Rajyasamacharam
- Editor: Rev. Dr. Hermann Gundert
- First issue: June 1847
- Final issue: December 1850
- Company: Basal Evangelical Mission society (BMS)
- Country: India
- Based in: Illikkunnu

= Rajyasamacharam =

First Malayalam journal

Rajyasamacharam or Rajya Samacharam was the first Malayalam journal published in Kerala. Its first issue came out in June 1847. Hermann Gundert, the editor of the journal, was an educator in the Basel Evangelical Mission society. Rajyasamacharam started publication from Illikkunnu, Thalassery, in the Kannur district of Kerala.

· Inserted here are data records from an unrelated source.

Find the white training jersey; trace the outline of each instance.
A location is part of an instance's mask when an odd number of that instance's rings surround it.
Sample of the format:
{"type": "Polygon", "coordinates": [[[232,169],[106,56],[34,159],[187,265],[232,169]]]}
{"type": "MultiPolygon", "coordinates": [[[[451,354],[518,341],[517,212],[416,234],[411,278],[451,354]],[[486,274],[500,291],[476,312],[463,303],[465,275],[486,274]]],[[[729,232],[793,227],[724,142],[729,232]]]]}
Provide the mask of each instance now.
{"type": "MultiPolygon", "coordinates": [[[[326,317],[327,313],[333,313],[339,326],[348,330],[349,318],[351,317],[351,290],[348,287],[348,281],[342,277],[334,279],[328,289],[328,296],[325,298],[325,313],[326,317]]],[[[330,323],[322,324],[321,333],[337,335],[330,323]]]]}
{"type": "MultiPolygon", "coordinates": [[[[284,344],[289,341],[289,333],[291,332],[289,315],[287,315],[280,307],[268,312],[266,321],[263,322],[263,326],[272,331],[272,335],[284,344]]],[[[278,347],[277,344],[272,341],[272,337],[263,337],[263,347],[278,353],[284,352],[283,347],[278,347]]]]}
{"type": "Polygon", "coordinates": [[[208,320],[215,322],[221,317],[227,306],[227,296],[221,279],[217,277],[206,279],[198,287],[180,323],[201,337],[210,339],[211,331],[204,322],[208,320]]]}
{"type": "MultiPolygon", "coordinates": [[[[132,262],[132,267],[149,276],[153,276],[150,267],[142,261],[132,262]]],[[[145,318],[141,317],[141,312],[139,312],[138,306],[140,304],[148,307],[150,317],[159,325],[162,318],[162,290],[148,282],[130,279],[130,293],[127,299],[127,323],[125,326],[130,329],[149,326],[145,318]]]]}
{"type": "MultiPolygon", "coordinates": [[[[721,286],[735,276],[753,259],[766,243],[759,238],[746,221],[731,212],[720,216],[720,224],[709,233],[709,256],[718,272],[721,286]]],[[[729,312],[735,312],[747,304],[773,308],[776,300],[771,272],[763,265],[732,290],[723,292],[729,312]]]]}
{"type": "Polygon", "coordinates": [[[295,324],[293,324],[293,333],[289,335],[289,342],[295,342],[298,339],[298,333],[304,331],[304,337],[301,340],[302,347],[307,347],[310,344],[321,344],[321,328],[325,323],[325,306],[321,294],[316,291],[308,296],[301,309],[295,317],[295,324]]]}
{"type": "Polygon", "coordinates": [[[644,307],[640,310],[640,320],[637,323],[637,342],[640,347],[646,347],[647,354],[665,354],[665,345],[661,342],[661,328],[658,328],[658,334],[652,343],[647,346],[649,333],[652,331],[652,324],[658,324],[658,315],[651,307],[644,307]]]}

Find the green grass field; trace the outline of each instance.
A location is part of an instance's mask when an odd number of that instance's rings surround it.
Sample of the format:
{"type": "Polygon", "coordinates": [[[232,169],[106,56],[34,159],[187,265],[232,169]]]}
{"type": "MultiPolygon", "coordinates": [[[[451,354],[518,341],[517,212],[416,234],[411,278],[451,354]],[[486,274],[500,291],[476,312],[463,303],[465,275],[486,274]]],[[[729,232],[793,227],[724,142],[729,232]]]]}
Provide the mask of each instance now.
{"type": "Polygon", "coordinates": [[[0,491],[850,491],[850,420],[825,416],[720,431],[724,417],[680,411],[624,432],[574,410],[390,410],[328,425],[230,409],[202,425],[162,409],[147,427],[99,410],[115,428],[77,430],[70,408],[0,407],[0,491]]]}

It was published as eight cyclostyled sheets in demy octavo size produced from a litho press. The pages were without columns or cross heads and was in simple language. It was distributed free of cost.

It helped in formulating the Malayalee reader's viewpoints against caste distinction and related injustices.

It ceased publication in December 1850 and a total of 42 issues were published.

In October 1847, Gundert started another publication called Paschimodayam. It was also cyclostyled. It carried articles on history, natural science, geography and astrology. The other works of Gundert were Malayalabhaasha Vyakaranam, a Malayalam grammar book, and the first Malayalam English dictionary. He also translated the Bible into Malayalam.